When I first joined Switchback I steadied myself to be met with the same hurdles to influencing momentum as voluntary sector jobs past; lots of well earned opinions and valued assumptions – but a dearth of recorded data or catalogued evidence to present as outward facing statements, to a wider audience, with conviction or rigour.
This was quickly proven to not be the case. With credit to my predecessors and team I was swiftly introduced to a mountain of records, quotes, galleries of personal narrative, case studies, first-person experiences, diarised emotion and evidence-led impact data, a lot of it.
The only problem being that this was kept quite internally facing, well-acknowledged by staff and utilised to develop our service offering and effectively used for inner-track influencing, confidently making its way in front of the right people enabling meaningful action. Good work, but how many people knew that I wondered. What about the people reading this… out there, our partners, supporters, Trainees, the voluntary sector.
Being gifted with a communications holy grail, a lot of quality to communicate, brings its own questions. I landed on the most pertinent being:
- As an active part of an impressive sector, what does Switchback’s voice sound like?
- How do we, as Switchback, want to use the evidence we have collated to meaningfully contribute to this space?
- How do Switchback collaborate?
Whilst not being meritless, the first two questions were a red herring. Switchback’s strategy provides a clear answer:
“We will provide a platform for changing the system.
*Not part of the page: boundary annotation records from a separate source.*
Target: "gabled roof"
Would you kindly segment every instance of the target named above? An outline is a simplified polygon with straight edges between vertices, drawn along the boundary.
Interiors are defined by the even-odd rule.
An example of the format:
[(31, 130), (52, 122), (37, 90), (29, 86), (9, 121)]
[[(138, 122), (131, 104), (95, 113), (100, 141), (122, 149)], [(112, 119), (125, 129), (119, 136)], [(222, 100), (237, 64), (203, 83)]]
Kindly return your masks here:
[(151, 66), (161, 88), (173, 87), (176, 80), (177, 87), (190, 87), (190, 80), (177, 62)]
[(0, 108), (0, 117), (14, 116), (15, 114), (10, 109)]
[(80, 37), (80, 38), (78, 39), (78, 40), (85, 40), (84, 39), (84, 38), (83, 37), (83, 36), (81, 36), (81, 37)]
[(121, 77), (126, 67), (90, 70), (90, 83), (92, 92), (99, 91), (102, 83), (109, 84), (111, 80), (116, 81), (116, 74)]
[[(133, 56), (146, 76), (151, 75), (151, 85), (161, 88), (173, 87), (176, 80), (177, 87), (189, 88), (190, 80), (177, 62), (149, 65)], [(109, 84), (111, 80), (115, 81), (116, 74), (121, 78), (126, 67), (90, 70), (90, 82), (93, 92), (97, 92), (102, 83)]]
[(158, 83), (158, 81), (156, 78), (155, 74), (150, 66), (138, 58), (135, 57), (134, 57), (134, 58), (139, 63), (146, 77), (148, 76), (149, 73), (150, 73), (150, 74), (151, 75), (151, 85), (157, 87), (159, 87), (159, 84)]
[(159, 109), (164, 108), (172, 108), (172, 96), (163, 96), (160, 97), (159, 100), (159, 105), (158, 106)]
We’ll do this by supporting more Trainees to take an ever-greater role in championing change across the justice system and tackling social and racial injustice – foregrounding their experience, and shifting perceptions by amplifying Trainee voice and influence at every opportunity.”
As opposed to discerning the voice of our organisation as the figurehead for championing change, our team have instead focussed on holding a megaphone up to the voices of our Experts by Experience. Moving beyond providing just a platform for change, we want to acknowledge where our Experts already firmly stand, building confidence and providing consistent opportunities for every member to proudly take the megaphone from our hands and amplifying their experiences, in their own words, with their own ideas. So Switchback’s voice is theirs.
Secondly we will meaningfully contribute to our sector by amplifying Trainee voice and influence at every opportunity. Mental health was a topic decided on by the men and publishing this report externally was at their behest, so of course we used our resources to support this.
So how do we collaborate? The past eight months I have been at Switchback have in part been anchored by growing the confidence of our small, but mighty organisation and influencing team to produce more outward facing communications. We want to continue amplifying the voices of the men we work with by publishing the voices of our Experts by Experience more consistently, with committed resources and infrastructure to support this. This report is the first step in that direction, with this publication being the start in a series of reports released based around the themes addressed by our Reshape Release work and in our National Resettlement Proposal, which we remain committed to advocating for.
We have a lot to learn and we are reconciling what it means to say we are led by those with lived experience, looking introspectively for development opportunities and seeking a diverse range of external guidance so we are held to ever greater standards. Vitally, we have taken lots of steps to move our EBE board from being a consultative function, to one that drives our output. It’s been really exciting to witness and a privilege to be a part of this journey. Working alongside Switchback Trainees is my favourite thing about my job, and such a blessing.
I want to thank the Barrow Cadbury Foundation, The Esmee Fairbain Foundation, The Considered Ask and Clinks for supporting this work and the Experts by Experience board. And importantly thank you to my team who lead on this work, every step of the way you can be sure to hear one of them say ‘how are EBE involved, when should we update EBE’. With respect to our talented board and forward thinking funders, our current and former Trainees are our primary stakeholders and we look forward to working in partnership with them this election year to help more prison-leavers thrive.